The most advanced current sensors allow utilities to monitor their overhead distribution lines to optimize their capacity and protect the locations from the cause of faults of high-impedance and consumption peaks violations etc., thus improving reliability and efficiency of the MV/LV Distribution Grid, power generators, renewable energies and distributed energy resources.
Split core current transformers(CT) and flexible Rogowski Coil CTs for low voltage transformer monitoring.
The J&D new line current sensors provide bi-directional energy current measurement for transformers connected to distributed generation (wind/solar), ensuring smart LV distribution transformers are still operating within their design constraints.
Overloaded and underutilized LV transformers are detected instantly by the J&D’s new line CTs with the solutions on ease and speed of installation, accuracy of patented outdoor rated and UV stable current sensors as well as compactness and robustness of design.
How to choose the right current transformers for Smart Grid
1) First, rank the important factors.
There are several different models of current sensors in various window sizes, split-core, flexible Rogowski coil, amperage ranges, and accuracy grades.
To choose a current sensors, it is better to first determine the model you need based on the maximum load current you are measuring and the size of the conductor you are measuring, and then choose.
– Split Core: Compact & light-weight line hinge design
– Air core; Rogowski Coil:
When space is limited or the conductors’ shapes are odd, then Rogowski split core would be the solution.
–> Split core, and Rogowski coil current sensors are designed to be easily installed without disconnecting any wires.
With so meters many variables, it is sometimes difficult to choose exactly the right current sensors for a low voltage transformer monitoring project. Various meter models require checking and selecting the output and accuracy of the current sensors. Some ways meter choice impacts CT choice:
2) CT outputs – Which input is your meter designed for? Voltage? or Ampere?
– Common industry standards are 333mV, 100mA and 1A, or 5A.

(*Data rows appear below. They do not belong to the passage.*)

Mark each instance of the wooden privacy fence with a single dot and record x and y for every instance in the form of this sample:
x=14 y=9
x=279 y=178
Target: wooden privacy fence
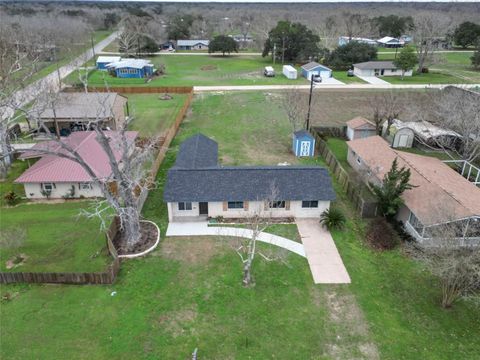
x=135 y=89
x=78 y=278
x=366 y=208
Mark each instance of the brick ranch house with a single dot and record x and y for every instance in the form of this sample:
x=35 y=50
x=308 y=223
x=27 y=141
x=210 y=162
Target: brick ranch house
x=57 y=176
x=73 y=111
x=440 y=196
x=198 y=187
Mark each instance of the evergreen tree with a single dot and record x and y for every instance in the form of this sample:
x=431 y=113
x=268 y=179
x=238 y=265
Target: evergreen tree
x=394 y=184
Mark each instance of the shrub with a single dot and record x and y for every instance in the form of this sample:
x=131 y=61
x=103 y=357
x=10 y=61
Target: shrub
x=11 y=198
x=333 y=219
x=381 y=234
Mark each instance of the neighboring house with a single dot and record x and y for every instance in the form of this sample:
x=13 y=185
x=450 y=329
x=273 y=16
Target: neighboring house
x=359 y=128
x=378 y=68
x=405 y=134
x=303 y=144
x=193 y=44
x=131 y=68
x=390 y=42
x=103 y=61
x=440 y=195
x=198 y=187
x=73 y=111
x=58 y=177
x=314 y=68
x=344 y=40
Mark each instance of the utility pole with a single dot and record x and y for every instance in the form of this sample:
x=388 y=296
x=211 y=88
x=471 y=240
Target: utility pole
x=309 y=104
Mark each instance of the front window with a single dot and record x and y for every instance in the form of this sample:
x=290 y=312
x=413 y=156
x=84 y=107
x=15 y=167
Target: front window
x=235 y=204
x=48 y=186
x=310 y=204
x=85 y=186
x=185 y=206
x=277 y=204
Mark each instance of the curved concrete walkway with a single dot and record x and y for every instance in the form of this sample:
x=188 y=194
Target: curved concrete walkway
x=202 y=229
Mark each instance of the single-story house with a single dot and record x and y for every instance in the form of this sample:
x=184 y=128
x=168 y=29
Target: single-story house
x=344 y=40
x=390 y=42
x=198 y=187
x=440 y=195
x=314 y=68
x=103 y=61
x=420 y=132
x=131 y=68
x=303 y=144
x=73 y=111
x=193 y=44
x=56 y=177
x=378 y=68
x=359 y=128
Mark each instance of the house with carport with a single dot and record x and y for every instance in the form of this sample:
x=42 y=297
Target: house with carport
x=56 y=177
x=198 y=187
x=441 y=200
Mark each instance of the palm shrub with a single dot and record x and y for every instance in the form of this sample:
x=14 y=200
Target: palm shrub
x=11 y=198
x=333 y=219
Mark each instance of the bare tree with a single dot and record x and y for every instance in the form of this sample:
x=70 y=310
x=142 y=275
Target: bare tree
x=128 y=179
x=456 y=109
x=259 y=218
x=457 y=268
x=428 y=28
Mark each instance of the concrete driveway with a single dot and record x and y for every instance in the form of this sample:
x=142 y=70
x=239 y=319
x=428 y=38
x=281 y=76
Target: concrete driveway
x=325 y=262
x=373 y=80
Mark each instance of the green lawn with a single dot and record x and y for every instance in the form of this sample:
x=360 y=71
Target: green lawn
x=187 y=294
x=153 y=116
x=56 y=239
x=201 y=70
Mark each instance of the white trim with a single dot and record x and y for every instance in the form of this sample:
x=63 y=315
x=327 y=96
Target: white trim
x=143 y=253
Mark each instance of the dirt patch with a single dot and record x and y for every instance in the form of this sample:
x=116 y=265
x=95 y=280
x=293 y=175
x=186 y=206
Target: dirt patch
x=196 y=250
x=209 y=67
x=351 y=337
x=149 y=235
x=176 y=322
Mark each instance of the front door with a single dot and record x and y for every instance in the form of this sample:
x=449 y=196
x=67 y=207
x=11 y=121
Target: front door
x=305 y=148
x=203 y=208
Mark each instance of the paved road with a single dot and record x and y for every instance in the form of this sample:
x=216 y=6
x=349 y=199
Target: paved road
x=29 y=93
x=199 y=89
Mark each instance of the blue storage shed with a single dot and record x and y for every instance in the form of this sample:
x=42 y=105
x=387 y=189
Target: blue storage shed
x=314 y=68
x=132 y=68
x=103 y=61
x=303 y=144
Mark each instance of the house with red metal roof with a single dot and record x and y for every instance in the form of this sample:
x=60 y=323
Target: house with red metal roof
x=53 y=176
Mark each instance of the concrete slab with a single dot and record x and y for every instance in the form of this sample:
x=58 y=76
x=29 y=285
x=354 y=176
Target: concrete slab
x=201 y=228
x=323 y=257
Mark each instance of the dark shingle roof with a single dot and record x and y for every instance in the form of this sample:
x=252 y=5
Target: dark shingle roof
x=248 y=183
x=372 y=65
x=196 y=152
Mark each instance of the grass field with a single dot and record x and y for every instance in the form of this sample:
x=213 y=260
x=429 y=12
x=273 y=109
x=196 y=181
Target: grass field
x=201 y=70
x=188 y=295
x=151 y=115
x=57 y=239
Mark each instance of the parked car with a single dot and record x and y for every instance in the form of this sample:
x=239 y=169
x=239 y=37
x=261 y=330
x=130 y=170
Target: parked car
x=269 y=71
x=316 y=78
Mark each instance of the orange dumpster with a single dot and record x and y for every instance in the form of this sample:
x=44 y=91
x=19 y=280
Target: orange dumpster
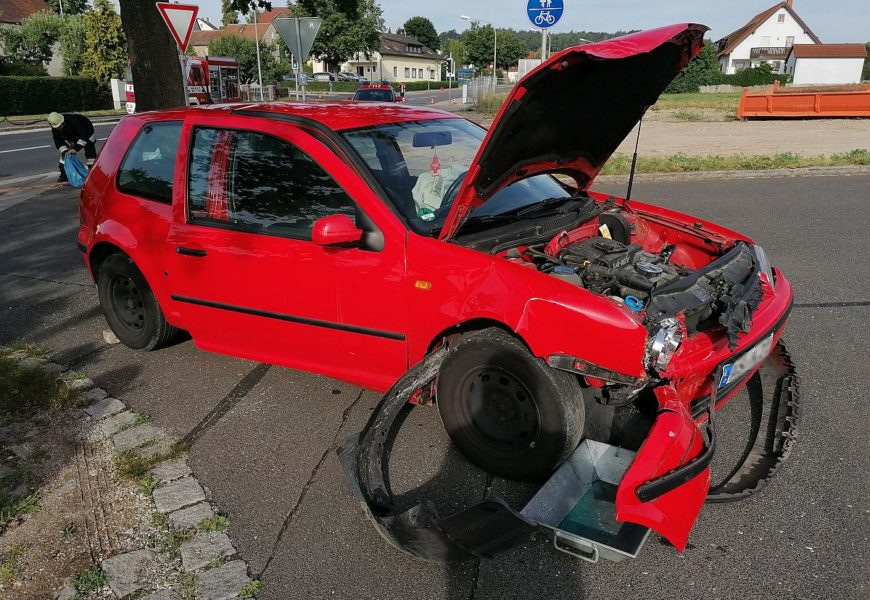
x=806 y=102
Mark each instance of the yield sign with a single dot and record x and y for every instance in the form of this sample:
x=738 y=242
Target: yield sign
x=298 y=34
x=179 y=18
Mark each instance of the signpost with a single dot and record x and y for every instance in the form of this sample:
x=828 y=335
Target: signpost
x=180 y=19
x=298 y=34
x=544 y=14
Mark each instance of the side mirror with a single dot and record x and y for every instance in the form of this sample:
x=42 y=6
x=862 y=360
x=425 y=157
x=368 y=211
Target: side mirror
x=333 y=230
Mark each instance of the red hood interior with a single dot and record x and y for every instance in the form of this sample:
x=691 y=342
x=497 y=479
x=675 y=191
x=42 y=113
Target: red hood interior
x=572 y=112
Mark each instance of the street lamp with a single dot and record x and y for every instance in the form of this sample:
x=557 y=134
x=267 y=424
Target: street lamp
x=494 y=43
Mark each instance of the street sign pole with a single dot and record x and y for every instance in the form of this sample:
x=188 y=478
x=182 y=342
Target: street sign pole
x=180 y=19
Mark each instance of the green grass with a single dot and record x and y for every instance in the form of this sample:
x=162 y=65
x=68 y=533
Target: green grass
x=132 y=467
x=10 y=510
x=214 y=523
x=251 y=588
x=725 y=101
x=89 y=581
x=620 y=164
x=9 y=568
x=27 y=391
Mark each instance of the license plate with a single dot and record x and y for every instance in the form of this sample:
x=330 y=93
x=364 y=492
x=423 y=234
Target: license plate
x=747 y=361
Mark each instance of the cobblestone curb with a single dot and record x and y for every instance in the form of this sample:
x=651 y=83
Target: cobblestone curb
x=208 y=560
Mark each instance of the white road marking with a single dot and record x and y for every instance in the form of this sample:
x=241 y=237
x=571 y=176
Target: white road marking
x=37 y=147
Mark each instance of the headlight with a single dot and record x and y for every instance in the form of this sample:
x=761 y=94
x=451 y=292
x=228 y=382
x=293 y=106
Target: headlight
x=664 y=344
x=764 y=265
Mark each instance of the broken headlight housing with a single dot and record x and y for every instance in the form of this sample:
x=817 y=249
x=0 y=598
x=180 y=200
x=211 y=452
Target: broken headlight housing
x=663 y=344
x=764 y=267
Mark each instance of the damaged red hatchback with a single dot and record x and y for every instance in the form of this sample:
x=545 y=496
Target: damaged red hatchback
x=561 y=333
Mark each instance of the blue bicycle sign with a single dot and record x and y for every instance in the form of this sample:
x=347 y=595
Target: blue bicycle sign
x=545 y=13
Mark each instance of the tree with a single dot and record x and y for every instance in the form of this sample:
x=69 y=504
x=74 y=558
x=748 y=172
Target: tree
x=105 y=53
x=702 y=70
x=70 y=7
x=349 y=26
x=510 y=48
x=229 y=15
x=72 y=44
x=423 y=29
x=32 y=42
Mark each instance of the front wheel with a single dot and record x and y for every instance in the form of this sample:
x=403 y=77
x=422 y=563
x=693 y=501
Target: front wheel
x=129 y=305
x=506 y=410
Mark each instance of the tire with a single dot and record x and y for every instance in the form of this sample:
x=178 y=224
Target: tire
x=507 y=411
x=129 y=305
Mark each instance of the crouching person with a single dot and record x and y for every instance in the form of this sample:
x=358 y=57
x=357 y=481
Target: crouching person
x=72 y=134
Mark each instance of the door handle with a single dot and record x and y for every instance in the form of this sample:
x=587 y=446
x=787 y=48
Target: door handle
x=191 y=251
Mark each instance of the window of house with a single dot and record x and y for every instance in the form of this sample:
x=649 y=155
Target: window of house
x=257 y=183
x=149 y=167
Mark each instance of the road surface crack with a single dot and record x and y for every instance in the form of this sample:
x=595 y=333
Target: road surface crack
x=288 y=520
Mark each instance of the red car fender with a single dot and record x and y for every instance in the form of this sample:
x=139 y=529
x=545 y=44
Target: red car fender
x=673 y=441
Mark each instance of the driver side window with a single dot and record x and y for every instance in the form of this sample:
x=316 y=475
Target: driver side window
x=258 y=183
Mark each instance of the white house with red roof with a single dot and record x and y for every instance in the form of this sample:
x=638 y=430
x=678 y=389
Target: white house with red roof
x=766 y=38
x=820 y=64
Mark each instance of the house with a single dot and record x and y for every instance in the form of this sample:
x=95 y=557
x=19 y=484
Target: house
x=766 y=38
x=399 y=58
x=826 y=63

3) Does the meter have the ability to work with flexible Rogowski coils either by themselves or with an amplifier/integrator?
– Common industry standards are integrator output :333mV, 100mA and 1A, or 5A.
4) Do you require a Revenue-grade and Power quality monitoring CTs?
– The standard Revenue Grade Current Sensors meet IEEE C57.13 class 0.6 and 1.2 standard and IEC61869-2 class 0.5 and 1 standard. And maintaining compliance with IEC 61000-4-30 Standards is paramount, especially with power quality monitoring equipment. The wide frequency range CT represents an excellent choice for harmonics and power quality.
5) Do you have CT’s adopt IP(International protection) code and safety certification standard certification?
– The new line current transformer set is now also available for outdoor use. The Rogowski coil of the UV version is equipped with a UV-resistant housing, housing protection class(IP67) and UV-protected cables. This enables permanent installation outdoors.
Maintaining compliance with UL61010-1 Standards is paramount, especially with low voltage transformer monitoring. If you currently use CTs or anticipate using them in the future, keep UL61010-1 or UL 2808 in mind.